Time to read 121401 csvs into a single data.table. Each time is an average of three runs then rounded. Each csv has 3 columns, one header row, and, on average, 4.510 rows. Machine is a GCP VM with 96 cores.
rbindlist lapply read.delim 500s
rbindlist lapply fread 250s (example at end)
rbindlist mclapply fread 10s (example at end)
fread cat 5s <- fastest; main topic of this answer
The fread cat solution uses the cat
shell command to concatenate all of the files together, then uses data.table's fread
to read the result:
x = fread(cmd='cat *.csv', header=F)
However, what if each csv has a header? Concatenating them all would mix in many headers with data rows.
x = fread(cmd="awk 'NR==1||FNR!=1' *.csv", header=T)
And what if you have so many files that the *.csv
shell glob fails?
x = fread(cmd='find . -name "*.csv" | xargs cat', header=F)
And what if all files have a header AND there are too many files?
header = fread(cmd='find . -name "*.csv" | head -n1 | xargs head -n1', header=T)
x = fread(cmd='find . -name "*.csv" | xargs tail -q -n+2', header=F)
setnames(x,header)
And what if the resulting concatenated csv is too big for system memory? (e.g., /dev/shm out of space error)
system('find . -name "*.csv" | xargs cat > combined.csv')
x = fread('combined.csv', header=F)
With headers?
system('find . -name "*.csv" | head -n1 | xargs head -n1 > combined.csv')
system('find . -name "*.csv" | xargs tail -q -n+2 >> combined.csv')
x = fread('combined.csv', header=T)
What if you don't want all .csv in a directory, but rather a specific set of files? Also, they all have headers.
fread(text=paste0(system("xargs cat|awk 'NR==1||$1!=\"<column one name>\"'",input=paths,intern=T),collapse="\n"),header=T,sep="\t")
Here is a function I use in production to handle several of these situations, but you should test it thoroughly with your own data before trusting it. To include a column for the inpath of each csv, use keep_inpath=T and explicitly specify the csv separator with the sep argument.

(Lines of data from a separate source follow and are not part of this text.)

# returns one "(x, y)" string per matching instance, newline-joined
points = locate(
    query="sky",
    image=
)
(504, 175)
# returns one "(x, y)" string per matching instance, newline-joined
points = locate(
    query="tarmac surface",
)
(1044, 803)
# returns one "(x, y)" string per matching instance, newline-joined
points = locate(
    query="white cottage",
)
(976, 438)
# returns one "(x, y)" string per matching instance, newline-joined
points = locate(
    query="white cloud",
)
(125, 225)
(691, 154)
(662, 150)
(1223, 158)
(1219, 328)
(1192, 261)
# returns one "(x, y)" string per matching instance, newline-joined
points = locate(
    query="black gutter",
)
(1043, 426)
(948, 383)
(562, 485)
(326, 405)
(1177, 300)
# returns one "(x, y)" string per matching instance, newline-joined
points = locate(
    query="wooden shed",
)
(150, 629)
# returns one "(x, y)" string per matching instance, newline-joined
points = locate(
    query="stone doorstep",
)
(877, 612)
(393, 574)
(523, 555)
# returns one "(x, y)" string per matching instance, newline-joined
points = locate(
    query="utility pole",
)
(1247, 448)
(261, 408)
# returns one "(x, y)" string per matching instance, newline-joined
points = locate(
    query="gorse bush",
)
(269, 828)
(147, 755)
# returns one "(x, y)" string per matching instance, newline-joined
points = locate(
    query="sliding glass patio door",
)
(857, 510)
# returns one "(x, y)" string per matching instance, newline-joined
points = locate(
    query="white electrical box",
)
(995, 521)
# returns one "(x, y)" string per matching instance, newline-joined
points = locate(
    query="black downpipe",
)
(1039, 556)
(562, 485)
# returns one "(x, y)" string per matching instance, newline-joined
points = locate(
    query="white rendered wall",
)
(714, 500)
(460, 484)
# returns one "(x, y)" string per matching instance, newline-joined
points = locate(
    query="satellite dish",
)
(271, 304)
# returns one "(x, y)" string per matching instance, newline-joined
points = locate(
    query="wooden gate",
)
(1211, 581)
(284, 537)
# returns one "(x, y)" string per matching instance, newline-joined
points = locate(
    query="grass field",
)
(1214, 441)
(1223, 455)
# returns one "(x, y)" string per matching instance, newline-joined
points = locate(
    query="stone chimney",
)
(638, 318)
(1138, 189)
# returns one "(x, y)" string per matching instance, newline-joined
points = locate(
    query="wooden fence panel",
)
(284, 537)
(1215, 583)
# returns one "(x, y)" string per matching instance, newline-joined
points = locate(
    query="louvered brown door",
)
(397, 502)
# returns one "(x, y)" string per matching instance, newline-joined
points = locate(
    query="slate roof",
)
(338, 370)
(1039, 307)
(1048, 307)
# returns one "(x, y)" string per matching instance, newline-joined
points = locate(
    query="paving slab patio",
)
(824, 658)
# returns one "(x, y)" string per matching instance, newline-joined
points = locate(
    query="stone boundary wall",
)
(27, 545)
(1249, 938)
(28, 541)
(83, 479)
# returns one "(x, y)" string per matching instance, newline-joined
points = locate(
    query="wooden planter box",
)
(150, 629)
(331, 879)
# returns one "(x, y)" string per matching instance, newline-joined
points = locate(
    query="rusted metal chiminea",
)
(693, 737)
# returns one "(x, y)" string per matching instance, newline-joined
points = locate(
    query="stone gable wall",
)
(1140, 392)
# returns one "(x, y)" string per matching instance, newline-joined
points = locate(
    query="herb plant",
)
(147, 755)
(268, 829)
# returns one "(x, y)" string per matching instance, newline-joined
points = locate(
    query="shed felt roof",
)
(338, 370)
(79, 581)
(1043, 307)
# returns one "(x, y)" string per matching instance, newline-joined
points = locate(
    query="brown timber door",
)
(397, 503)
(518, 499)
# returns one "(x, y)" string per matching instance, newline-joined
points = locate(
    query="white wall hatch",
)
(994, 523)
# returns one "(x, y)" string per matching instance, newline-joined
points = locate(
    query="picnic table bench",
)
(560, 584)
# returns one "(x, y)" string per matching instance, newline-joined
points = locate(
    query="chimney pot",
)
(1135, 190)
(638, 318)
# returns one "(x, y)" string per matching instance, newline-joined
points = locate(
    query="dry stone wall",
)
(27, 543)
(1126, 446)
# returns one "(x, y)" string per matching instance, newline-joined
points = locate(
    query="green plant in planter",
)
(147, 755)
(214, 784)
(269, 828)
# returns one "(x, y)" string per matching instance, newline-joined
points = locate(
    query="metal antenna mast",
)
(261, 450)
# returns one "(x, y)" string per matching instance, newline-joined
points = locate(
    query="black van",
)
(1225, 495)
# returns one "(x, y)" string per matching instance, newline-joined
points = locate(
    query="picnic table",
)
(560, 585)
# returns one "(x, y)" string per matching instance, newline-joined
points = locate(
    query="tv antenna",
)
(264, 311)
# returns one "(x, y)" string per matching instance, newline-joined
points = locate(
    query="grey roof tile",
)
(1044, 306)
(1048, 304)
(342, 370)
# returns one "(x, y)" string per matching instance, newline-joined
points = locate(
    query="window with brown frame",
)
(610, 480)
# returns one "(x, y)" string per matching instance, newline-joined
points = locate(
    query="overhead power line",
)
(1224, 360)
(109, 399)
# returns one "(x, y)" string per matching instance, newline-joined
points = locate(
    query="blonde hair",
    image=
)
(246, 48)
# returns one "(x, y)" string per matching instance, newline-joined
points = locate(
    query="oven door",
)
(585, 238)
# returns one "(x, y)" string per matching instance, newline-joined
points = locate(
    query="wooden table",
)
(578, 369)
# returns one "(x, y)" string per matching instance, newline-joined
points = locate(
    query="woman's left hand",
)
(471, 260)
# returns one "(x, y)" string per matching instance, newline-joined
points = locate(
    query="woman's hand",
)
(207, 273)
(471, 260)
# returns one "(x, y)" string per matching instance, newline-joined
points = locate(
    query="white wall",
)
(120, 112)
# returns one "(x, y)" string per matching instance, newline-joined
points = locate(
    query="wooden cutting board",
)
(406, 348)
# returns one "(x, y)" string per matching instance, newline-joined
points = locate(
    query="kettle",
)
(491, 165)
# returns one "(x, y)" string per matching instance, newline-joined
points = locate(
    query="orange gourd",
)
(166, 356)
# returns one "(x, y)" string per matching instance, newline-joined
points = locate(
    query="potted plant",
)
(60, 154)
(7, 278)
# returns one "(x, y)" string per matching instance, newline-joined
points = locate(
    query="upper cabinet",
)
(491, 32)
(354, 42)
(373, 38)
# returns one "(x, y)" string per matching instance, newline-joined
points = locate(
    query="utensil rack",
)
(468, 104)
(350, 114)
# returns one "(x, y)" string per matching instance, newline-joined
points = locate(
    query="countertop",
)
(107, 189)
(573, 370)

fread_many = function(files,header=T,keep_inpath=F,sep="auto",...){
if(length(files)==0) return()
if(typeof(files)!='character') return()
files = files[file.exists(files)]
if(length(files)==0) return()
# note 1: requires awk, not cat or tail because some files have no final newline
# note 2: parallel --xargs is 40% slower
# note 3: reading to var is 15% slower and crashes R if the string is too long
# note 4: shorter paths -> more paths per awk -> fewer awks -> measurably faster
# so best cd to the csv dir and use relative paths
tmp = tempfile(fileext = ".csv")
if(keep_inpath==T){
stopifnot(sep!="auto")
if(header==T){
system(paste0('/usr/bin/echo -ne inpath"',sep,'" > ',tmp))
system(paste0('head -n1 ',files[1],' >> ',tmp))
system(paste0("xargs awk -vsep='",sep,"' 'BEGIN{OFS=sep}{if(FNR>1)print FILENAME,$0}' >> ",tmp),input=files)
} else {
system(paste0("xargs awk -vsep='",sep,"' 'BEGIN{OFS=sep}{print FILENAME,$0}' > ",tmp),input=files)
}
} else {
if(header==T){
system(paste0('head -n1 ',files[1],' > ',tmp))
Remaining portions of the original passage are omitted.